Question

I have a question that I would like an explanation on how an ethical hacker uses the information derived by use of Nslookup and Whois to mitigate network connectivity issues. If you could explain in a paragraph it would help me tremendously.

Answer 1

DNS errors can stem from many sources, including the configuration of DNS settings. The first step for many network issues is often a DNS lookup to gather more information and see if any of the issues are from a DNS issue. Two methods to accomplish DNS groundwork are nslookup and whois.

HOW & WHY TO USE NSLOOKUP

Unlike ping, which does return a DNS lookup, nslookup delivers more information and can be set to use various DNS servers. The ping command will only return the “A” record for a domain. The A record, or Address record, simply points the web URL (like greenhousedata.com) to the assigned IP address. This is called “resolving,” where a DNS server checks to see if a given URL has an IP address.

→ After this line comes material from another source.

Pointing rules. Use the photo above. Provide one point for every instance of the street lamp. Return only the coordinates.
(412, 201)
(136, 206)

Nslookup is similar in that it asks the DNS server for information on a domain, but it can gather more information about mail servers, IP addresses, and more.

Use the nslookup command from the Windows command prompt, and it will return the default DNS server and its IP address. If you include a URL after nslookup, it will return the DNS server name and the IP address.

You can set specific queries for nslookup by typing “nslookup”, hitting Return, then “set xx” where “xx” is the query type, hitting Return, then typing the URL for the server you want information from, and hitting Enter one final time.

Some query examples are:

Set q=a
Find IP address

Set q=andy
Find all DNS information

Set q=CNAME
Find canonical name (the overarching name that defines the subdomain, IP address, etc)

Set q=MB
Find the mailbox domain name

Set q=MX
Grab more information about an exchange server

Set q=WKS
Find information about Well Known Services

HOW & WHY TO USE WHOIS

Whois is another tool that can offer DNS information, but it can also be used on expired domains. On Windows machines, you’ll need an application, but there are also some websites that can run whois queries, like www.whosis.net.

An application will add whois to your command line, so once installed you’ll run it just like nslookup. On a Unix/Linux/Mac OS computer, you can run whois from the command line in Terminal.

Type in “whois URL” to return information on a given domain. The command will display relevant information including the Registrar (the organization who registered the domain with the DNS), the Name Servers (servers in charge of the domain’s DNS), Creation Date, Expiration Date, and any public contact information.

It is vital to run whois before making configuration changes to your DNS zone files. Whois is also useful when attempting to identify incoming traffic, like when stopping spam or trademark infringement.